Thomas Vinterberg, “Festen” (1998)
“Festen” remains the best-known and most mainstream of the various films made under Dogme 95 movement rules. Even if audiences no longer remember what the goals and restrictions of Dogme 95 are, “Festen” still remains a powerful indictment of late 20th-century Danish society with its obsessions with social conventions and rituals, which serve to suppress and deny uncomfortable truths and secrets that have the power to destroy or at least derail people’s lives and prevent them from fulfilling their potential. The wealthy Klingenfeldt family is celebrating grand patriarch Helge’s 60th birthday at his country estate, and his surviving adult children Michael, Christian and Helene dutifully turn up despite Michael not having an official invitation after the last birthday celebration during which he drunkenly misbehaved himself. Now I say “surviving adult children” because the immediate Klingenfeldt family members soon start talking about their absent sister Linda who is revealed through dialogue and a clever device (in which Christian’s secret love Pia takes a bath) that she drowned herself in a bathtub full of water.
After the entire extended family arrives, everyone is called to dinner and speeches are made during which Christian (Ullrich Thomsen) reveals a shocking family secret involving himself, Linda and their father Helge (Henning Moritzen) and from that moment the film takes ever darker turns, reflected in the steady progress of the day from morning to afternoon to night, in which the family and guests reveal ever more hypocritical and crass sides of their characters and the equally pharisaical nature of Danish society generally in which social conventions, rituals and traditions mask coldness and cruelty, distance between parents and children, and put down children and stunt their growth and development. All of the Klingenfeldt children have somehow failed to meet their father Helge’s expectations of them, and all of them are stumbling through their lives trying to find meaning and purpose. Michael (Thomas Bo Larsen) has to learn discipline and control if his marriage is to survive and his children are to have a stable home environment. Helene (Paprika Steen) needs to stop waltzing from one foreign man to another and overcome her depression and pill-popping.
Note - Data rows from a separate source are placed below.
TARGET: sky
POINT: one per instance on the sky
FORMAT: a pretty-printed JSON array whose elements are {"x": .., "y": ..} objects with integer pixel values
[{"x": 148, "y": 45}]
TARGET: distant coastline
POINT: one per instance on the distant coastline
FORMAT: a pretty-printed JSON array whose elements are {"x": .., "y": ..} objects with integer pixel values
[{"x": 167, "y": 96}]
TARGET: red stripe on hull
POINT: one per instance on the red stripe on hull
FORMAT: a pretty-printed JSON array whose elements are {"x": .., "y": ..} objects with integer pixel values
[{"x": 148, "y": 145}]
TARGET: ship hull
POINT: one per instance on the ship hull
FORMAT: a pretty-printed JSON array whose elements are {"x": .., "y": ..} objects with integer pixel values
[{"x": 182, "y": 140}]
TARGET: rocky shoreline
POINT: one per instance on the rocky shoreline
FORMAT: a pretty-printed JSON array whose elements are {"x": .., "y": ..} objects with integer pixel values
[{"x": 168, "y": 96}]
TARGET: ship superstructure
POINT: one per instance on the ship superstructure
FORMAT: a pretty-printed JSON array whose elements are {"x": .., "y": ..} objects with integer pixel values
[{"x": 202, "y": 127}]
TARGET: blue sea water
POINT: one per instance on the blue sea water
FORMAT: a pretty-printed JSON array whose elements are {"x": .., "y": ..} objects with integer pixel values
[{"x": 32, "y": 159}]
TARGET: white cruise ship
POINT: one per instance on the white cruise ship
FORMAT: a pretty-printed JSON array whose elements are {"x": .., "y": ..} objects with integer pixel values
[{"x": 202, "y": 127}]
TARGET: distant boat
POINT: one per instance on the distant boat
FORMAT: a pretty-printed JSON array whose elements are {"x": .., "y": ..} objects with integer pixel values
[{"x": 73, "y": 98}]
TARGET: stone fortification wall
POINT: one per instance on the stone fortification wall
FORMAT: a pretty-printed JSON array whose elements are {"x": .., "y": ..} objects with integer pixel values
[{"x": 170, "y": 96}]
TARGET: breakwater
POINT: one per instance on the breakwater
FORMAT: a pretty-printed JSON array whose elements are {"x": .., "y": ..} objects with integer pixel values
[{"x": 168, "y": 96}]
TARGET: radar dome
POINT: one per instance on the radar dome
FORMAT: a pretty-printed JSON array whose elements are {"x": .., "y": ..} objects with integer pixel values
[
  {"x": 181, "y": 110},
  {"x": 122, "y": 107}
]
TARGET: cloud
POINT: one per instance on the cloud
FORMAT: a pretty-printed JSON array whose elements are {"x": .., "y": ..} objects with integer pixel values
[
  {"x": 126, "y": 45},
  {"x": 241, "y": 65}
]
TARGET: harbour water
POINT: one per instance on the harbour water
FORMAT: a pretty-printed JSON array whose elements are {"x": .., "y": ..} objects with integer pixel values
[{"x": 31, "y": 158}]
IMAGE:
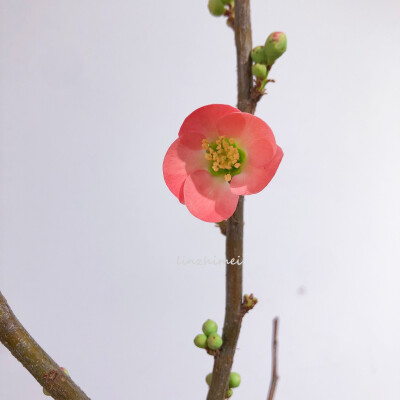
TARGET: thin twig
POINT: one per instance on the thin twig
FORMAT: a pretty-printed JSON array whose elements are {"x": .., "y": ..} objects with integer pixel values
[
  {"x": 274, "y": 374},
  {"x": 234, "y": 226},
  {"x": 24, "y": 348}
]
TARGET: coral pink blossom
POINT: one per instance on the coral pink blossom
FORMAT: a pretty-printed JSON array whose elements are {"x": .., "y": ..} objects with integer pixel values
[{"x": 221, "y": 154}]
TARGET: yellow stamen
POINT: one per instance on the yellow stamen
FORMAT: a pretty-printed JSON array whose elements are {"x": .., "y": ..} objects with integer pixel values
[{"x": 224, "y": 155}]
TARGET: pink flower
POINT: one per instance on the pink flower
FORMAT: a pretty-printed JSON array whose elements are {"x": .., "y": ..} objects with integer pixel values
[{"x": 221, "y": 153}]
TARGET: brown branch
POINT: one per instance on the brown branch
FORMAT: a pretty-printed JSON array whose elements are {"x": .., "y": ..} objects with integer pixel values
[
  {"x": 234, "y": 226},
  {"x": 274, "y": 374},
  {"x": 24, "y": 348}
]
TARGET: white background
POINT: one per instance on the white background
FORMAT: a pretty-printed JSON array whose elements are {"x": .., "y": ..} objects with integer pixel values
[{"x": 93, "y": 92}]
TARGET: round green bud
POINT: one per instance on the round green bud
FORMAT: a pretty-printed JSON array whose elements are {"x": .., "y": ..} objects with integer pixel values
[
  {"x": 258, "y": 55},
  {"x": 201, "y": 341},
  {"x": 275, "y": 46},
  {"x": 234, "y": 379},
  {"x": 259, "y": 70},
  {"x": 214, "y": 341},
  {"x": 210, "y": 327},
  {"x": 45, "y": 392},
  {"x": 216, "y": 7}
]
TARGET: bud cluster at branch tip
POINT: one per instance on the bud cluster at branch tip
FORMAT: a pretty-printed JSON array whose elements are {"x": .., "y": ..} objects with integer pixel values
[
  {"x": 265, "y": 56},
  {"x": 223, "y": 7},
  {"x": 209, "y": 339}
]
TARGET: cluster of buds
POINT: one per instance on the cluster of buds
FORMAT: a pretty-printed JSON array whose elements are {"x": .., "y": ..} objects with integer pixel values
[
  {"x": 265, "y": 56},
  {"x": 234, "y": 382},
  {"x": 223, "y": 7},
  {"x": 209, "y": 339}
]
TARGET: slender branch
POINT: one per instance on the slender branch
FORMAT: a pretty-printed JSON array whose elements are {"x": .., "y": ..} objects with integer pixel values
[
  {"x": 24, "y": 348},
  {"x": 274, "y": 374},
  {"x": 234, "y": 226}
]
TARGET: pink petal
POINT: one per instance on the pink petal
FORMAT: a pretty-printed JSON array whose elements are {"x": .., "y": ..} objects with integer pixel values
[
  {"x": 202, "y": 124},
  {"x": 252, "y": 134},
  {"x": 209, "y": 198},
  {"x": 178, "y": 163},
  {"x": 253, "y": 179}
]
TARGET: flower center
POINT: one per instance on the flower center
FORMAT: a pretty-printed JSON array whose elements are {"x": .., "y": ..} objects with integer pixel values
[{"x": 224, "y": 156}]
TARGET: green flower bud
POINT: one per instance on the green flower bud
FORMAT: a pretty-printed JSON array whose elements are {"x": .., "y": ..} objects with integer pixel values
[
  {"x": 216, "y": 7},
  {"x": 201, "y": 341},
  {"x": 234, "y": 379},
  {"x": 259, "y": 71},
  {"x": 214, "y": 341},
  {"x": 275, "y": 46},
  {"x": 258, "y": 55},
  {"x": 210, "y": 327},
  {"x": 45, "y": 392}
]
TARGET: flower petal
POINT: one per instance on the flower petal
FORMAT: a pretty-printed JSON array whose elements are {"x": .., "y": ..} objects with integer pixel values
[
  {"x": 202, "y": 124},
  {"x": 253, "y": 179},
  {"x": 252, "y": 134},
  {"x": 209, "y": 198},
  {"x": 178, "y": 163}
]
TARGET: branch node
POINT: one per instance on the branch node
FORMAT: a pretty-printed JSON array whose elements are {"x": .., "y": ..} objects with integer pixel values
[{"x": 249, "y": 302}]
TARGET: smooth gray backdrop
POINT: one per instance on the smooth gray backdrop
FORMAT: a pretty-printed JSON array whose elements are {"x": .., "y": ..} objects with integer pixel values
[{"x": 93, "y": 92}]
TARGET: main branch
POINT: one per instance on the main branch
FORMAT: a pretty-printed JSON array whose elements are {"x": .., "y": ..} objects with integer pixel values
[
  {"x": 234, "y": 226},
  {"x": 24, "y": 348}
]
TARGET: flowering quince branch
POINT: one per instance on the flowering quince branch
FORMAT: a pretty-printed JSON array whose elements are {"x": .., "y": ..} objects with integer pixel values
[
  {"x": 274, "y": 374},
  {"x": 54, "y": 379},
  {"x": 222, "y": 154}
]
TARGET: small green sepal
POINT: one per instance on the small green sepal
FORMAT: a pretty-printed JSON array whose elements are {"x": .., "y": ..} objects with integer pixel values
[
  {"x": 234, "y": 380},
  {"x": 210, "y": 327},
  {"x": 216, "y": 7},
  {"x": 275, "y": 46},
  {"x": 259, "y": 71},
  {"x": 214, "y": 341}
]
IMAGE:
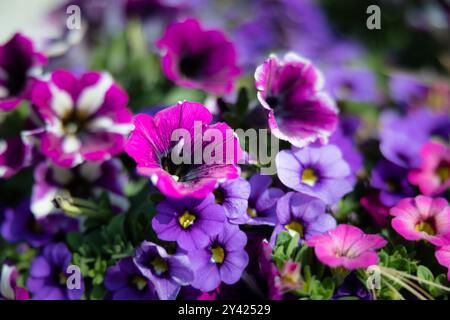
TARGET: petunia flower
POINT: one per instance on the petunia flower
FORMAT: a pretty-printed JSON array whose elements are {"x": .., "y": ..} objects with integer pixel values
[
  {"x": 291, "y": 90},
  {"x": 190, "y": 222},
  {"x": 183, "y": 130},
  {"x": 9, "y": 289},
  {"x": 316, "y": 171},
  {"x": 423, "y": 218},
  {"x": 194, "y": 57},
  {"x": 20, "y": 225},
  {"x": 166, "y": 272},
  {"x": 233, "y": 196},
  {"x": 125, "y": 281},
  {"x": 302, "y": 215},
  {"x": 443, "y": 257},
  {"x": 49, "y": 275},
  {"x": 433, "y": 176},
  {"x": 18, "y": 62},
  {"x": 222, "y": 260},
  {"x": 347, "y": 246},
  {"x": 87, "y": 181},
  {"x": 85, "y": 118}
]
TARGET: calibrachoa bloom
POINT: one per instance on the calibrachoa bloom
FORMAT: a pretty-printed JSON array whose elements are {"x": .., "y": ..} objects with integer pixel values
[
  {"x": 222, "y": 260},
  {"x": 18, "y": 60},
  {"x": 302, "y": 215},
  {"x": 318, "y": 171},
  {"x": 184, "y": 130},
  {"x": 291, "y": 90},
  {"x": 88, "y": 181},
  {"x": 443, "y": 257},
  {"x": 190, "y": 222},
  {"x": 197, "y": 58},
  {"x": 85, "y": 117},
  {"x": 423, "y": 218},
  {"x": 166, "y": 272},
  {"x": 347, "y": 246},
  {"x": 49, "y": 275},
  {"x": 433, "y": 176},
  {"x": 14, "y": 155},
  {"x": 9, "y": 290},
  {"x": 125, "y": 281}
]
Christian however cannot find meaning and purpose until he is able to confront his father with his crimes and his mother with her failure to protect him and Linda when they were chldren, and the film becomes as much about the way in which he grows and matures, overcoming one humiliation after another, and finally learns to take charge of his life and find love and purpose.
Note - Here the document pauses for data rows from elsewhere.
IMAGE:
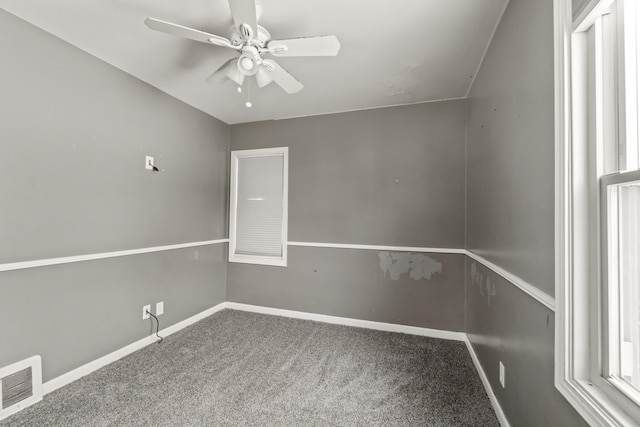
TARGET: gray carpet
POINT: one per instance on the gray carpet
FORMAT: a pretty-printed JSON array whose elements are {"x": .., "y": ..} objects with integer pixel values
[{"x": 244, "y": 369}]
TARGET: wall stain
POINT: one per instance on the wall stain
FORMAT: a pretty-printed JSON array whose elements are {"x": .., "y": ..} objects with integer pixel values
[
  {"x": 488, "y": 289},
  {"x": 418, "y": 266}
]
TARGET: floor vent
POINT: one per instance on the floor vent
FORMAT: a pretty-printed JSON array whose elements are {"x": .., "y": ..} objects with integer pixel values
[{"x": 20, "y": 385}]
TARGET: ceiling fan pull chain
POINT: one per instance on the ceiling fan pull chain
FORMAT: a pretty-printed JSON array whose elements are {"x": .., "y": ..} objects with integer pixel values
[{"x": 248, "y": 103}]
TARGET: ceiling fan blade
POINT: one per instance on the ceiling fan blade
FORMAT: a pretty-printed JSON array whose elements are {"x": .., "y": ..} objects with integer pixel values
[
  {"x": 245, "y": 12},
  {"x": 305, "y": 46},
  {"x": 282, "y": 77},
  {"x": 263, "y": 76},
  {"x": 186, "y": 32},
  {"x": 220, "y": 75}
]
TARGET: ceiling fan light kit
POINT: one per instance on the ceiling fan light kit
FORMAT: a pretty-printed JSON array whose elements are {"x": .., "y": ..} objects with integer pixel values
[{"x": 253, "y": 42}]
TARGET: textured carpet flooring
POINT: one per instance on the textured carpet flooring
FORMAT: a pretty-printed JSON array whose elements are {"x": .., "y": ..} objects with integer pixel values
[{"x": 244, "y": 369}]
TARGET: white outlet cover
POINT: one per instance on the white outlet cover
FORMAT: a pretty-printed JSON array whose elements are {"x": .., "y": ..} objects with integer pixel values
[
  {"x": 159, "y": 308},
  {"x": 146, "y": 315}
]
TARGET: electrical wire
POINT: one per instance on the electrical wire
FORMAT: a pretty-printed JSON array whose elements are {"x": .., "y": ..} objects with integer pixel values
[{"x": 157, "y": 326}]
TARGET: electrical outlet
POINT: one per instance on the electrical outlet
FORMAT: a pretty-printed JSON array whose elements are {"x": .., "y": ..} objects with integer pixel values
[{"x": 145, "y": 311}]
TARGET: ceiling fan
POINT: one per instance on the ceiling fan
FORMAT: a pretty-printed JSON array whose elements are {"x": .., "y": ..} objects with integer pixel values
[{"x": 253, "y": 42}]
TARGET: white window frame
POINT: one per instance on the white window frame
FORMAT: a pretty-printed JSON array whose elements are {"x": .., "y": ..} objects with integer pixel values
[
  {"x": 233, "y": 206},
  {"x": 579, "y": 316}
]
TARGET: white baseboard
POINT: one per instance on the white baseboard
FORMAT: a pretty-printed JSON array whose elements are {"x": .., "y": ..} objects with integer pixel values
[
  {"x": 368, "y": 324},
  {"x": 90, "y": 367},
  {"x": 487, "y": 385}
]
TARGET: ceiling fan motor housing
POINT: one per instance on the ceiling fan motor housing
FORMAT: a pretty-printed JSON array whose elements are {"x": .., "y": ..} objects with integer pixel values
[{"x": 260, "y": 39}]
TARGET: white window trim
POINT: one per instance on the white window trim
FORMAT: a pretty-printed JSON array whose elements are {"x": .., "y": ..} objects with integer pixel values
[
  {"x": 572, "y": 375},
  {"x": 233, "y": 205}
]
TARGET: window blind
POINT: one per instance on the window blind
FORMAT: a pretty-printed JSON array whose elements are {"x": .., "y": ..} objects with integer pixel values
[{"x": 259, "y": 209}]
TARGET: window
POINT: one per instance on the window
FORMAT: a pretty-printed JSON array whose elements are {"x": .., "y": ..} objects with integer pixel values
[
  {"x": 258, "y": 208},
  {"x": 598, "y": 212}
]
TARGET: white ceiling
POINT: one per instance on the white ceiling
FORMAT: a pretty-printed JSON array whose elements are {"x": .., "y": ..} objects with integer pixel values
[{"x": 392, "y": 52}]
The adherence to Dogme 95 rules such as the use of hand-held cameras, grainy film of a particular size and various other restrictions gives “Festen” a raw immediacy that confronts audiences with the powerful emotions and the sheer enormity of Helge’s crimes and abuses against his children. The rules also throw the burden of carrying the film and its themes squarely onto the dialogue, the characters and the actors’ ability to carry everything off. The entire cast rises to the challenge and without exception performs magnificently. Thomsen is outstanding as the troubled son battling depression and other personal demons in order to stand up for Linda and himself, and to be able to go forward in life.
Minor characters in the film add to its depth and richness: the dotty elder relatives are sinister in their own ways and one feels for Helene’s African-American boyfriend who is the one sane and sensitive person in the entire birthday party debacle and who one senses will be thrown over like so many previous boyfriends. The servants are rich characters in themselves and push Christian in his endeavour to force his family to confront the truth about his father. Cleverly the film allows Helge’s wife (and the mother of Christian and his siblings) Elsie to condemn herself as an accessory to Helge’s past sins and she becomes a lonely and isolated figure scorned by family and guests alike.
While the film could have been made without Dogme 95 rules, and one does not need to know the rules to watch and appreciate the film’s power, “Festen” could have been a much lesser work without the rules. This film can be a terrifying experience with its depictions of violence, instability, depression and emotional pain, yet it unexpectedly also delivers forgiveness and redemption in amongst social criticism and black comedy. In years to come, this will be considered one of Denmark’s great films and a great film in the tradition of the comedy of manners, following films like Louis Renoir’s “The Rules of the Game”.